Would NH3+ be the conjugate base to H3O+ (the acid) in this example because H3O+ donates a H+ to produce NH3+? (No. H2O is the conjugate base to H3O+, because when H3O+, loses H+, it becomes H2O. The other pair is NH3 / NH4+ - GS).

I thought amines were classified as basic? (They can be both basic because of the lone electron pair, and acidic because of the N-H bond. It is called “amphoteric. - GS).

Could you go over principal chain once more? (For alkanes, it is the longest carbon chain with the largest number of substituents. - GS).

Would you say that 2,2-dimethylpropane only has primary hydrogens? (Yes. - GS).

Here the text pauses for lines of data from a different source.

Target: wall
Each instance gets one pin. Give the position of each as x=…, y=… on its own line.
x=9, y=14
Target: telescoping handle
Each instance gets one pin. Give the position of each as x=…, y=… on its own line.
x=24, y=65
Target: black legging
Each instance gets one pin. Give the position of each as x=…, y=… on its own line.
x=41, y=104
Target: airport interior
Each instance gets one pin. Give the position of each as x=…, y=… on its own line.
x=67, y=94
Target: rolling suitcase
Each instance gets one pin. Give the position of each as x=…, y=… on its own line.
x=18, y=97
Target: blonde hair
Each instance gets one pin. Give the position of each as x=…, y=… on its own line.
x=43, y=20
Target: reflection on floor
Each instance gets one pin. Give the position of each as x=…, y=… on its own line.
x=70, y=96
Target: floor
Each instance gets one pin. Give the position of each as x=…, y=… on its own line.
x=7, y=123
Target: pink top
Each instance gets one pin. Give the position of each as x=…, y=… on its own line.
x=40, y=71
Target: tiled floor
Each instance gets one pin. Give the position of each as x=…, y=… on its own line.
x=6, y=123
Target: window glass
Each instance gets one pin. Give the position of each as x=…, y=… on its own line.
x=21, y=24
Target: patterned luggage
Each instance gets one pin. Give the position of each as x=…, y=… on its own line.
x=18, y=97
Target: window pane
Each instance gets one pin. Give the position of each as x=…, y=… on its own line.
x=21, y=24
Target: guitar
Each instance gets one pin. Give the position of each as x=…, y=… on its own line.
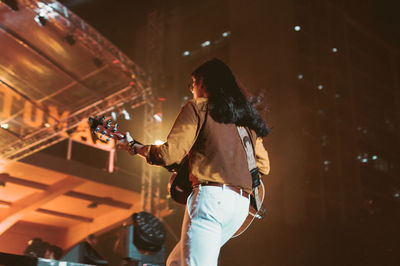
x=179, y=186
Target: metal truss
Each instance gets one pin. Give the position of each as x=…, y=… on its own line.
x=155, y=46
x=45, y=137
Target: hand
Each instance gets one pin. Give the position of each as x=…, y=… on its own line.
x=127, y=144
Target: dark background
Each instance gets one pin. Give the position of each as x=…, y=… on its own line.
x=334, y=184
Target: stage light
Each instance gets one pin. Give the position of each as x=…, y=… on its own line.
x=114, y=115
x=93, y=205
x=226, y=34
x=205, y=44
x=13, y=4
x=70, y=39
x=41, y=20
x=158, y=142
x=126, y=114
x=158, y=117
x=97, y=62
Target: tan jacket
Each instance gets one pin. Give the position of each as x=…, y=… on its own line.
x=215, y=150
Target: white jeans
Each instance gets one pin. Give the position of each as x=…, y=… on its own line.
x=212, y=216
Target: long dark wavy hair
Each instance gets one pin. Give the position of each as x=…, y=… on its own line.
x=227, y=102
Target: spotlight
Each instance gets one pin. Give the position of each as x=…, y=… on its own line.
x=41, y=20
x=226, y=34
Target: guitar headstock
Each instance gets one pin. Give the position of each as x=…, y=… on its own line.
x=99, y=126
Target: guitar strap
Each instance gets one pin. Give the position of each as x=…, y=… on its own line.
x=251, y=162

I know that angular strain decreases stability, and that a larger ring decreases the effects of angular strain, so in general a larger cyclic ring would be more stable but how would trans and cis play an effect? Would you still consider a larger ring to be more stable even if trans were involved in a slightly smaller ring? (Stability of cycles sharply goes up from 3- to 6-membered ring, then slightly decreases and remains virtually flat. Trans- is usually more stable than cis-, however, conformational analysis should be performed on a case-by-case basis. Except for the textbook-easy conformational analysis of cyclohexane, for larger cycles it is really convoluted and requires full-blown computational research. The good news is that overwhelming majority of useful cyclic compounds have 6-membered rings!  - GS).

For angular strain is that limited to cyclic chains? (Most often - yes. However, it may show up in noncyclic compounds if you stick too many substituents to a limited space. - GS).